Viele Betriebe halten ihren Standort für nicht unternehmerfreundlich

Prognose der IHK: Die deutsche Wirtschaft steht vor dem fünften Krisenjahr in Folge

Stellten den IHK-Jahresbericht 2023 vor (v.r.): Stefan Schreiber, Heinz-Herbert Dustmann und Wulf-Christian Ehrich.
Stellten den IHK-Jahresbericht 2023 vor (v.r.): Stefan Schreiber, Hauptgeschäftsführer der IHK, Heinz-Herbert Dustmann, Präsident der IHK und Wulf-Christian Ehrich, stellv. Hauptgeschäftsführer der IHK. Foto: IHK/Stephan Schütze

Schlechte Stimmung in der Wirtschaft? Eine Umfrage der IHK hat ergeben, dass unter rund 360 Unternehmen 83 Prozent sagen, dass ihre aktuelle Lage gut oder befriedigend ist. Im Vergleich zur Umfrage vor einem Jahr ist das eine enorme Verschlechterung. Zudem stufe jedes vierte Unternehmen seine Zukunftsaussichten negativ ein. Die Ergebnisse bestätigen die Annahme der IHK, dass sich die schlechte Stimmung in der Wirtschaft immer mehr verfestigt.

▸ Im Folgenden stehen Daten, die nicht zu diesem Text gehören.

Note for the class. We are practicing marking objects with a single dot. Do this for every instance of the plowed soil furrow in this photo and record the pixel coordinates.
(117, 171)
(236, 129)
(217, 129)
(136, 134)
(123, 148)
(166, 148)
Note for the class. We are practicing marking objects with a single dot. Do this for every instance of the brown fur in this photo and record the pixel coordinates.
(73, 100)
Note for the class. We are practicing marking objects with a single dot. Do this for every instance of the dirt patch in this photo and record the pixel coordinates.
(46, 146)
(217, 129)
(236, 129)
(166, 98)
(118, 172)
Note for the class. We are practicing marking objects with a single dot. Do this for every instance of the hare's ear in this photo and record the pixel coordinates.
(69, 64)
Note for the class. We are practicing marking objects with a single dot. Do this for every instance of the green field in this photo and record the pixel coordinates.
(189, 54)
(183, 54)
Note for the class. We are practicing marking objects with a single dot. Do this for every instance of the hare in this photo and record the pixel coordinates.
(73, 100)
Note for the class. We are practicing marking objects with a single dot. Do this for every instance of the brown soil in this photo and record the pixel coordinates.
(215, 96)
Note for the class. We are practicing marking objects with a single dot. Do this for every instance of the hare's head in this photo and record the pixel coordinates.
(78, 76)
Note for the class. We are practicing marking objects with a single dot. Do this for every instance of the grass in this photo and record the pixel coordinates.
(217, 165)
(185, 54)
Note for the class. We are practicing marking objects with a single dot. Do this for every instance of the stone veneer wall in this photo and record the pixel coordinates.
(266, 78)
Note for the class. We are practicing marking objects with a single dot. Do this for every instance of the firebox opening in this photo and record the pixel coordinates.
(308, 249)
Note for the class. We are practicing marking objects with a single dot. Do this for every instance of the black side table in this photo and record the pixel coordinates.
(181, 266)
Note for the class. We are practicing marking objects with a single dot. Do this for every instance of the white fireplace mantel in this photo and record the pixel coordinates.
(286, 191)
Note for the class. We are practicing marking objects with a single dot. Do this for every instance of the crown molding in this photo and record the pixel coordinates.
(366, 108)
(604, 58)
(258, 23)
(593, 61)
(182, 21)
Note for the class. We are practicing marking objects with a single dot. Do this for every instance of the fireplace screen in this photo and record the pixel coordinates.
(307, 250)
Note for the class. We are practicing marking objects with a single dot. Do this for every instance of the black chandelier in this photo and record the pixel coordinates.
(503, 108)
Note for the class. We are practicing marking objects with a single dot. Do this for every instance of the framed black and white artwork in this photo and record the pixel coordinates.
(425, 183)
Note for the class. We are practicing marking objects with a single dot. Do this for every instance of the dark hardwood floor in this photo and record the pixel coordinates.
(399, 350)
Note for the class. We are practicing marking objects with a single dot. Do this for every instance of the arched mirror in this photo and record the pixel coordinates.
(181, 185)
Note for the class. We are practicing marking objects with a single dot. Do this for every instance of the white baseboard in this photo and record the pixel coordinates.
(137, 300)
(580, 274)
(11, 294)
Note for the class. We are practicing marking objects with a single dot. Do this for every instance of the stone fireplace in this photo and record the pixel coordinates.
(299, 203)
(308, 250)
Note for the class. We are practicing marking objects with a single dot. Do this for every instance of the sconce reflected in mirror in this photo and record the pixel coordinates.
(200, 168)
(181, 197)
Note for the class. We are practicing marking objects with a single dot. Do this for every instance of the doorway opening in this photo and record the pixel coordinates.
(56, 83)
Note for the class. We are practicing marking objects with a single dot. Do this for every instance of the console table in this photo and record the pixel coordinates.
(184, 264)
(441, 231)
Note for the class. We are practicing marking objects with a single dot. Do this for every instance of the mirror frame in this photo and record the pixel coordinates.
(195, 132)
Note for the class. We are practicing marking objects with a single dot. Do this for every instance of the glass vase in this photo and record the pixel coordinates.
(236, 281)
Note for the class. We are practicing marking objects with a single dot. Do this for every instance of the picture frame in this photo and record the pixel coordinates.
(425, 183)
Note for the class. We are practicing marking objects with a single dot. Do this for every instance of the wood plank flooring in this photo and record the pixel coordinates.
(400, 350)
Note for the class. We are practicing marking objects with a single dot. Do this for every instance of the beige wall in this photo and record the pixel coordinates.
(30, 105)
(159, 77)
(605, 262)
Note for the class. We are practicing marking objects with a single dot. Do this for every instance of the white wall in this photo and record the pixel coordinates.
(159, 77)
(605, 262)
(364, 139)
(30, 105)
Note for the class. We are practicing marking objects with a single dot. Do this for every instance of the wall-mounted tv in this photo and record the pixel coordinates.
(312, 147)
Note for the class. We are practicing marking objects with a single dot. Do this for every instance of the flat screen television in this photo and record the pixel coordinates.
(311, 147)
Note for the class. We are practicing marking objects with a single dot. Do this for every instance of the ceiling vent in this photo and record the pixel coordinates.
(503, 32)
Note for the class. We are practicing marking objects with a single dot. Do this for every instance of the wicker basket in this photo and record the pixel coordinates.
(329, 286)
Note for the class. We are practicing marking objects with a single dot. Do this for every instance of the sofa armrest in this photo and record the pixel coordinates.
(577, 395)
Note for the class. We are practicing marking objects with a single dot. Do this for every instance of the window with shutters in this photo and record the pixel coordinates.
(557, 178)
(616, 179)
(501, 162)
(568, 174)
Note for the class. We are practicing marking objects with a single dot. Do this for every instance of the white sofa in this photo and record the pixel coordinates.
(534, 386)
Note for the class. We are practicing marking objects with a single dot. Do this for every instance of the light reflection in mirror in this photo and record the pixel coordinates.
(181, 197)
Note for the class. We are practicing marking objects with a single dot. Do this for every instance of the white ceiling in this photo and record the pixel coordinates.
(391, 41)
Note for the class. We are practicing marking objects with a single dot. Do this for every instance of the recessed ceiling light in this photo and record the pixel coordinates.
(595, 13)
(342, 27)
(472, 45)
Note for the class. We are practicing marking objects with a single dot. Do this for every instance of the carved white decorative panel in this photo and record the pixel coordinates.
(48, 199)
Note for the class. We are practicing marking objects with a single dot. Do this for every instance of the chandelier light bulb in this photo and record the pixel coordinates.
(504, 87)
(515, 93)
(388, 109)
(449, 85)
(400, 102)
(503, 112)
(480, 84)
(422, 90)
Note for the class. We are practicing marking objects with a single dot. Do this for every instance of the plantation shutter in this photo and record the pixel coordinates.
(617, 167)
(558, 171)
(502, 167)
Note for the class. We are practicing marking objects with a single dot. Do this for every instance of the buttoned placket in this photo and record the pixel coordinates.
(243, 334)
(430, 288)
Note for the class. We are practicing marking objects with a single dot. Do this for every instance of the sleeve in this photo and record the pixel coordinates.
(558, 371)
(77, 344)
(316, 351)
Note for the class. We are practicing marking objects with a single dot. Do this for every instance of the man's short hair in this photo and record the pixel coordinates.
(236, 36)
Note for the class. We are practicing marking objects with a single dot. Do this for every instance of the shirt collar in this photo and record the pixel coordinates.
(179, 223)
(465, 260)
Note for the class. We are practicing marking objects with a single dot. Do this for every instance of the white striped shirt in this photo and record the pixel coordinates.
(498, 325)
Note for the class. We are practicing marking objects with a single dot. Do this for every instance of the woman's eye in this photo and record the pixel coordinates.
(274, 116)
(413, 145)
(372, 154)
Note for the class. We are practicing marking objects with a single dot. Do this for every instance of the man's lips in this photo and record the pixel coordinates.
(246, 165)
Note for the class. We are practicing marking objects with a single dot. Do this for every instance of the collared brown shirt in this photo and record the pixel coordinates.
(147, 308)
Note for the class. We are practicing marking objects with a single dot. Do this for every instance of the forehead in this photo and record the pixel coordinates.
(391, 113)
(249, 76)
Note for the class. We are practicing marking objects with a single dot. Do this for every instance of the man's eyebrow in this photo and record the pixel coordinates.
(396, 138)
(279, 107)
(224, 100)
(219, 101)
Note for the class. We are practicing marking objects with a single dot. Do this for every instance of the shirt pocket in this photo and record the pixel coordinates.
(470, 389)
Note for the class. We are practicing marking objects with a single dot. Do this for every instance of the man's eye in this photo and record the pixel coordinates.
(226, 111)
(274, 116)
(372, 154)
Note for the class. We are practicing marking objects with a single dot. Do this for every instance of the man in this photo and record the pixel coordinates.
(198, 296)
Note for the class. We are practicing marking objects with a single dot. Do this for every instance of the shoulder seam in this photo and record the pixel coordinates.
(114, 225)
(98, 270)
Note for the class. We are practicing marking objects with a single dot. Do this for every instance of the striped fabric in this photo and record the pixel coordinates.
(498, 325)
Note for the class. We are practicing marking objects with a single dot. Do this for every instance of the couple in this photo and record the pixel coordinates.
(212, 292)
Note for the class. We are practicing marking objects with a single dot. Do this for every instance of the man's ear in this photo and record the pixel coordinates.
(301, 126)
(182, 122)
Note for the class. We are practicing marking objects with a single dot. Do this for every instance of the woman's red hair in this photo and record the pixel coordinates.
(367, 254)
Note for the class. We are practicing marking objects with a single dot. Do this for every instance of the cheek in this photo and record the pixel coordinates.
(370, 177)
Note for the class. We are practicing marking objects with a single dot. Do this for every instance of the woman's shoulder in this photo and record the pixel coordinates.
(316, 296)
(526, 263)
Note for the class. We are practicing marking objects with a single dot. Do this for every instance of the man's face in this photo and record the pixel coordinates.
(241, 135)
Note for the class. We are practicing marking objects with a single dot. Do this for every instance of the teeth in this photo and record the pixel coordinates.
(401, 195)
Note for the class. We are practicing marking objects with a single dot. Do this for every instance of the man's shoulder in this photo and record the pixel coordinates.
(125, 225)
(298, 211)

Viele Betriebe zögern mit dringend notwendigen Investitionen vor Ort

17 Prozent der befragten Unternehmen bewerten ihre Lage als schlecht. „Alle Prognosen deuten darauf hin, dass die deutsche Wirtschaft vor dem fünften Krisenjahr in Folge steht“, schlussfolgert Heinz-Herbert Dustmann, Präsident der IHK zu Dortmund.

Wegen der ungünstigen wirtschaftspolitischen Rahmenbedingungen, wundert es IHK-Präsident Heinz-Herbert Dustmann nicht, dass deutsche Unternehmen nicht wirklich wettbewerbsfähig sind.
Aufgrund der ungünstigen wirtschaftspolitischen Rahmenbedingungen, wundert es IHK-Präsident Heinz-Herbert Dustmann nicht, dass deutsche Unternehmen nicht wirklich wettbewerbsfähig sind. Foto: IHK/Stephan Schütze

Nach Aussagen der IHK wurden in den Umfragen noch nie zuvor die widrigen wirtschaftspolitischen Rahmenbedingungen so klar als Risikofaktor Nummer eins benannt.

Auch die Energiepreise, die im internationalen Vergleich immer noch viel zu hoch seien spricht IHK-Präsident Dustmann an. Es wundert ihn nicht, dass deutsche Unternehmen so nicht wirklich wettbewerbsfähig sind.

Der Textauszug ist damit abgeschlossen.